大政所御旅所 助正を導く蜘蛛の糸

祭りの主役は神輿

京都市下京区にある「大政所御旅所(おおまんどころおたびしょ)」に行きました。

「大政所」とあるので、太閤・豊臣秀吉の生母である「仲」と関係があるのかと、一瞬思いますが、全然関係はないようです。

「大政所御旅所」は、かつては「祇園会(ぎおんえ:祇園祭)」で三基の神輿のうちの二基、「素戔嗚尊(すさのをのみこと)」がのる「中御座(なかござ)」の神輿と「八柱御子神(やはしらのみこがみ)」がの乗る「西御座(にしござ)」の神輿が安置される御旅所でした。この二基の神輿を「大政所」と呼んでいました。

もう一基の「櫛稲田姫命(くしなだひめのみこと)」がのる「東御座(ひがしござ)」の神輿は烏丸竹屋町にあった「少将井御旅所(しょうしょういおたびしょ)」に安置されていました。

さて、この「大政所御旅所」の所以ですが、平安時代の天延2年(974年)、東洞院高辻に住んでいた「秦助正(はたのすけまさ)」の夢に、神人が現れご宣託がありました。それは「汝の家を影向の地とせん 速やかに朝廷に奏上せよ」というもので、翌朝「助正」の家の庭にある狐塚から蜘蛛の糸が祇園社までつづいていたので朝廷に奏上したところ、第64代「円融天皇」も同じ夢を見たとのこと。以後、「助正」の自宅が「祇園社」の御旅所になり、「大政所」といって神殿が造られ、「助正」は神官に命じられました。

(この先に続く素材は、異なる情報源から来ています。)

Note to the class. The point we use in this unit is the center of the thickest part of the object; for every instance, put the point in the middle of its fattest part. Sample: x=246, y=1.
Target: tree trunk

この「大政所御旅所」は安土・桃山時代、天文5年(1536年)に焼失しています。また天正19年(1591年)、「豊臣秀吉」の都市改造に伴い、「大政所御旅所」は現在の四条寺町に移転させられました。その後に「大政所町」鎮護の社として現在地に小祠が建てられています。「秦」家は、神主職を継承したのですが、13代以降に断絶しました。近代、「狐塚(蜘蛛塚)」も取り壊されています。

では行ってみましょう。

場所は、京都の中心部である「四条烏丸」を少し下がったところです。

大政所御旅所 No2

これまた、すごいところでしょ。「烏丸通り」に面してるんですけど。

大政所御旅所 No3

大きなビルとビルのはざまです。

大政所御旅所 No4

昔は、平屋の住宅街にあったのでしょうけど、都市の発展とともに、ビルとビルの間に挟まれてしまいました。

大政所御旅所 No5

「八阪大神」の神額です。とっても分厚くて存在感がありますよ。「八坂」ではなく「八阪」となっているんですね。

大政所御旅所 No6

「八坂神社 大政所御旅所舊跡」の石碑。

大政所御旅所 No11

敷地があまり広く取れないのか、ぎゅうぎゅうに詰まってます。

大政所御旅所 No7

駒札があります。

大政所御旅所(おおまんどころ おたびしょ)
ここはかつて、祇園祭(八坂神社の祭礼)の神輿渡御のとき、三基の神輿のうち、大政所(素戔嗚尊)神輿と八王子(八柱御子神)神輿の二基が安置される場所であった。
残る少将井(櫛稲田姫命)神輿は烏丸竹屋町にあったの少将井御旅所に渡御していたが、天正十九年(一五九一)に豊臣秀吉により、これら二つの御旅が四条寺町に移築・統合されて、現在の御旅所となった。
天延二年(九七四)に、この地に住んでいた秦助正が、夢の中で八坂大神の神託を受け、また自宅の庭から八坂神社まで蜘蛛が糸を引いているのを見て、朝廷にこのことを奏上した結果、助正の家が御旅所となったという。
天文五年(一五三六)に騒乱のため焼失したが、その後に町の人々が小祠を建て、八坂大神を奉祀し、大政所町鎮護の社として毎年七月十六日を例祭日と定めたという。今でも神輿還御の時には神輿が立ち寄り、神職が拝礼する。

大政所御旅所 No8

当然、通常時は参詣できません。

大政所御旅所 No9

祇園祭のときにお詣りしましょう。

大政所御旅所 No10

チラッとだけ見えてます。

一年の中では、「祇園祭」のときに賑わい、その他の時期には閑散としていますが、毎日、表の「烏丸通り」の車の流れを見ているようです。